NCRI

Iran Regime Killed 608 U.S. Troops in Iraq

Iran Regime Killed 608 U.S. Troops in Iraq

By Staff Writer

The US military said that Iran helped to kill 608 U.S. service members in Iraq since 2003, according to recently declassified reports.

On Tuesday, Brian Hook, US Special Representative for Iran, said: “In Iraq, I can announce today, based on declassified U.S. military reports, that Iran is responsible for the deaths of at least 608 American service members.”

This is roughly 17% of all deaths of 4,400 US troops in Iraq from 2003 to 2011 but does not take into account the many thousands of Iraqis killed by the Iranian Revolutionary Guards Corps’s (IRGC) proxies.

The real number of US personnel killed in Iraq by Iran – mainly through the Regime’s supply of explosively formed projectiles (EFPs) to Shiite militias – has been a contentious issue for years, with the Pentagon classifying the information and previously estimating around 500 deaths directly attributed to Iran.

In 2015, during two separate Senate Armed Services Committee Hearings Marine Corps Gen. Joseph Dunford, now chairman of the Joint Chiefs of Staff, and then-Secretary of Defense Ash Carter said the number was 500.

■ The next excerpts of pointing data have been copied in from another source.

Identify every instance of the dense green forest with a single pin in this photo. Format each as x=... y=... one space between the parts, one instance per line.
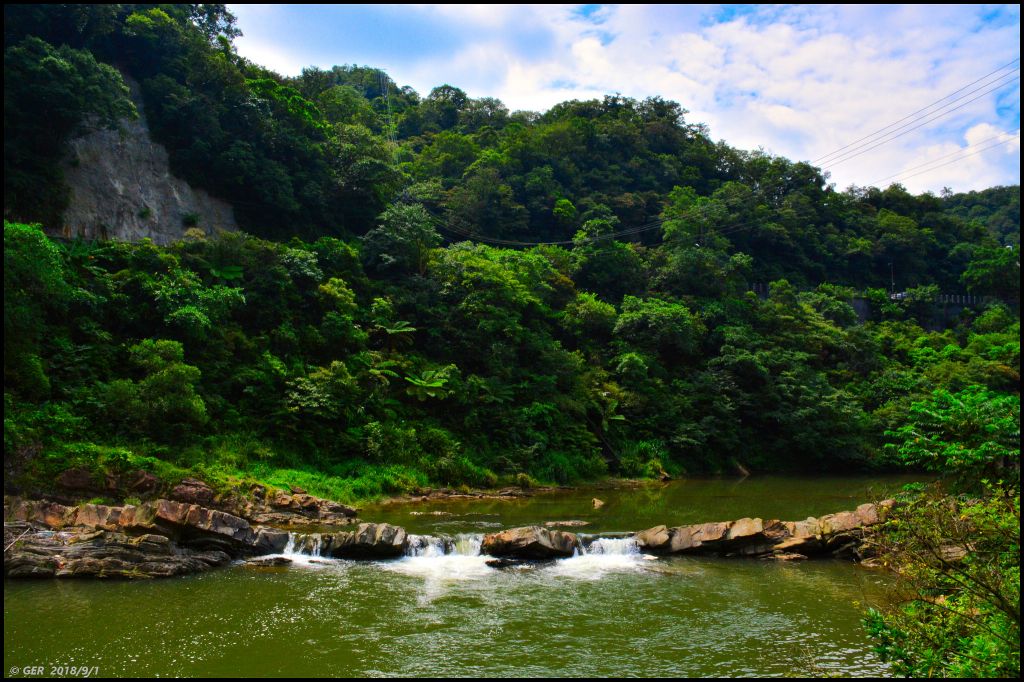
x=436 y=291
x=382 y=328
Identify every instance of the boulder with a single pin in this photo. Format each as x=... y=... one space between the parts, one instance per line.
x=369 y=541
x=141 y=481
x=194 y=492
x=77 y=479
x=50 y=514
x=786 y=556
x=270 y=541
x=529 y=543
x=104 y=554
x=268 y=561
x=98 y=516
x=654 y=540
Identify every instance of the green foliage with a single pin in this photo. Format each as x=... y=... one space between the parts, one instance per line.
x=397 y=360
x=958 y=560
x=50 y=94
x=163 y=405
x=972 y=435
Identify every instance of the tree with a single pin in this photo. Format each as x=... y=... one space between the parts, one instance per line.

Dunford said: “We were not always able to attribute the casualties that we had to Iranian activity, although many times we suspected it was Iranian activity, even though we did not necessarily have the forensics to support that.”

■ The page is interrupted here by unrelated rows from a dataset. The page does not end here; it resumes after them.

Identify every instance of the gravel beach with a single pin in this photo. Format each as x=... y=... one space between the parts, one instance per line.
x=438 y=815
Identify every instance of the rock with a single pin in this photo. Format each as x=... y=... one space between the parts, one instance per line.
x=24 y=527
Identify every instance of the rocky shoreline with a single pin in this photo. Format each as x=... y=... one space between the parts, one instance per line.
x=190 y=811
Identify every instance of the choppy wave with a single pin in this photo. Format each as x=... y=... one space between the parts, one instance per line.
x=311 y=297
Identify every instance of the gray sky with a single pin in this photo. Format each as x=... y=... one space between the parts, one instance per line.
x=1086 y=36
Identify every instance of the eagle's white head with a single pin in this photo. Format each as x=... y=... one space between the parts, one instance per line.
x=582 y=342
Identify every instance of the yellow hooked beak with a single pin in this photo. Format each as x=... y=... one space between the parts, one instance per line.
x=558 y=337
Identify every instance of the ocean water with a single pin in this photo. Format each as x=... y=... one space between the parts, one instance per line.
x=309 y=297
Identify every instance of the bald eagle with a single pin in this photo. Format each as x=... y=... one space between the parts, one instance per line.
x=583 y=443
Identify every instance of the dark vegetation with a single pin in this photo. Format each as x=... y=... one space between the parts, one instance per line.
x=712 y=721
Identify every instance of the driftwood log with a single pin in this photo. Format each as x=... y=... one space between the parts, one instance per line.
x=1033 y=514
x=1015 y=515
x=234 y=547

While later that year, US Central Command spokeswoman Maj. Genieve David said: “It is important to understand that the CENTCOM statistics on EFP [explosively formed penetrator] detonations are a subset of all the Iranian activities estimated to have killed approximately 500 U.S. troops in Iraq during OIF [Operation Iraqi Freedom].”

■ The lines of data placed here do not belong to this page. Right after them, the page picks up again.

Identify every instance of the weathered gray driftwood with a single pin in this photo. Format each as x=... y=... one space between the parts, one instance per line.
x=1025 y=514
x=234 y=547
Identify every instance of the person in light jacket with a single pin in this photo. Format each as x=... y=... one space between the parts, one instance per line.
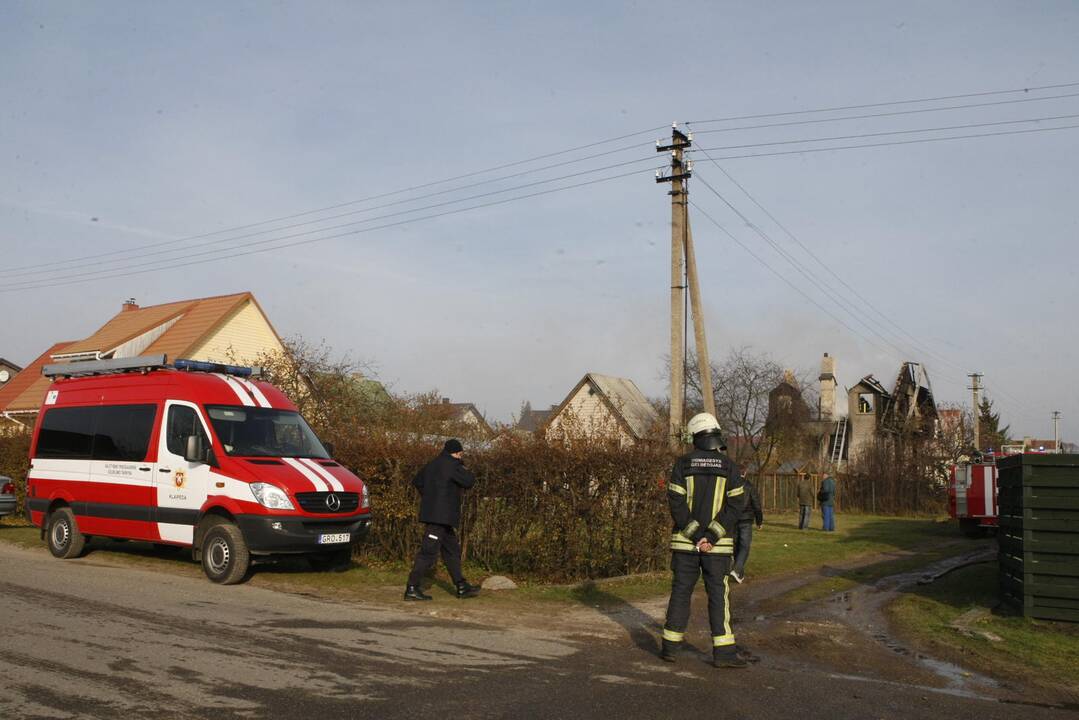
x=440 y=484
x=805 y=502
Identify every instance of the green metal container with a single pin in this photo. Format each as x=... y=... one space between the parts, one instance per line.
x=1038 y=500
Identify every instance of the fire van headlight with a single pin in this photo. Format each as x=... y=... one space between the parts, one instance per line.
x=271 y=496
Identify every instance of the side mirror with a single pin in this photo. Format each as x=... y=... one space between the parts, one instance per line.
x=195 y=449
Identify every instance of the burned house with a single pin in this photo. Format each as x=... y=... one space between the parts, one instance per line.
x=872 y=410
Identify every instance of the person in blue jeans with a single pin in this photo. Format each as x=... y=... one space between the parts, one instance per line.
x=827 y=499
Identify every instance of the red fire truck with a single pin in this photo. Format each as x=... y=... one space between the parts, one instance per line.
x=972 y=497
x=194 y=454
x=972 y=491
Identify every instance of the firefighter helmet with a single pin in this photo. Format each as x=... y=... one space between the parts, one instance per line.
x=706 y=431
x=702 y=422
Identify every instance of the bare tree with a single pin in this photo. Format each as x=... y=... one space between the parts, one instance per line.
x=741 y=383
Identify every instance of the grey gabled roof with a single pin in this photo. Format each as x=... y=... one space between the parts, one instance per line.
x=627 y=398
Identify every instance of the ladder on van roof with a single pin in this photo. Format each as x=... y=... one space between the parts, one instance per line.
x=141 y=364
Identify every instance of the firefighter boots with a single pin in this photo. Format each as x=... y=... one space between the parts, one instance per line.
x=414 y=593
x=466 y=591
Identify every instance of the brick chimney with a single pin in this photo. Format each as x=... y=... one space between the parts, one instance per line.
x=827 y=388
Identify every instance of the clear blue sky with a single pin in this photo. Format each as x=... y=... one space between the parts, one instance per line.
x=125 y=124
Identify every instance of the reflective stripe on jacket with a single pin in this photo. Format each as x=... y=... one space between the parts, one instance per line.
x=706 y=494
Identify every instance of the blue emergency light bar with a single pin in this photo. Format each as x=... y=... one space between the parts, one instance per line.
x=202 y=366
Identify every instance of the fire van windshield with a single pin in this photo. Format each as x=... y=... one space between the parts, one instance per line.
x=264 y=433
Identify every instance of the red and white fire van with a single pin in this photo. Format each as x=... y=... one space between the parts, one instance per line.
x=193 y=454
x=972 y=497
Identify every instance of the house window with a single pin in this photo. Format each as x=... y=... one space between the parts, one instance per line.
x=865 y=403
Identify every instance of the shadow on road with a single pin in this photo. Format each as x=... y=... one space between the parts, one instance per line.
x=642 y=629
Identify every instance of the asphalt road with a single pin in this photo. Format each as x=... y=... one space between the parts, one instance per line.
x=85 y=639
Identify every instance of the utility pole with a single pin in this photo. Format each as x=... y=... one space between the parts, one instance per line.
x=679 y=174
x=975 y=385
x=700 y=340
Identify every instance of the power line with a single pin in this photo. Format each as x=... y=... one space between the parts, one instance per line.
x=338 y=227
x=176 y=247
x=351 y=202
x=186 y=247
x=798 y=267
x=882 y=105
x=892 y=143
x=881 y=114
x=783 y=277
x=824 y=266
x=1024 y=409
x=335 y=236
x=897 y=132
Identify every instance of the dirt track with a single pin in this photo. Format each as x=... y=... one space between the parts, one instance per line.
x=90 y=639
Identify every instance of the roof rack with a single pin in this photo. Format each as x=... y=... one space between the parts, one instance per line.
x=142 y=364
x=203 y=366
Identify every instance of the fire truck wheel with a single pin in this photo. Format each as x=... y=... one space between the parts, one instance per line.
x=224 y=555
x=65 y=541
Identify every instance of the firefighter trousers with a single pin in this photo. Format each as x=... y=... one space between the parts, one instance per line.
x=686 y=568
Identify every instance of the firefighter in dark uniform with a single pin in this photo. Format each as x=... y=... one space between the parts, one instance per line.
x=706 y=497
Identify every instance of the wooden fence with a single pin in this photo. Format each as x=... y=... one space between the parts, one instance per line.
x=1038 y=498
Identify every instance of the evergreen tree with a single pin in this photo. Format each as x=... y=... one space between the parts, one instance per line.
x=991 y=434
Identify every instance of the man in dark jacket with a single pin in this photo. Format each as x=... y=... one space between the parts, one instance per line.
x=706 y=498
x=827 y=498
x=745 y=538
x=440 y=483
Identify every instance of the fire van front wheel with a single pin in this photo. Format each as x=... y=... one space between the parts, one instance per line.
x=224 y=555
x=65 y=540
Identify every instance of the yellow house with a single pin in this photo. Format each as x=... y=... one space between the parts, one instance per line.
x=227 y=328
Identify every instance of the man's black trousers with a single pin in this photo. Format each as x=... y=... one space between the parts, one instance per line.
x=686 y=568
x=437 y=538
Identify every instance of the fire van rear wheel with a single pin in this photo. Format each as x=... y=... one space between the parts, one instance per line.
x=224 y=554
x=65 y=540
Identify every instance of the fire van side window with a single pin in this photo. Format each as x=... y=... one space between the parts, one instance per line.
x=123 y=432
x=182 y=421
x=67 y=433
x=118 y=432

The number revealed this week is over 100 deaths higher than the previous estimate.

However, Hook also noted that one year on from Trump’s withdrawal from the nuclear deal, the US is going after Iran harder than ever before, with the designation of over 970 Iranian entities and individuals, levying of sanctions against over 70 financial institutions linked to Iran, targeting of Iran’s oil shipping networks that were funding Syrian dictator Bashar Assad and Lebanese terror group Hezbollah, and warning over 50 countries against doing business in Iran.

Hook said: “Our sanctions have targeted a range of threats, especially Iran’s support of terrorism, missile proliferation, its nuclear program, human rights abuses, and others.”

He continued: “As we have done from the start, we will continue to call on all nations to join us in restoring the basic demands on Iran to behave like a peaceful nation. This includes ending its pursuit of nuclear weapons, stop testing and proliferating ballistic missiles, stop sponsoring terrorist proxies, and halt the arbitrary detention of dual citizens.”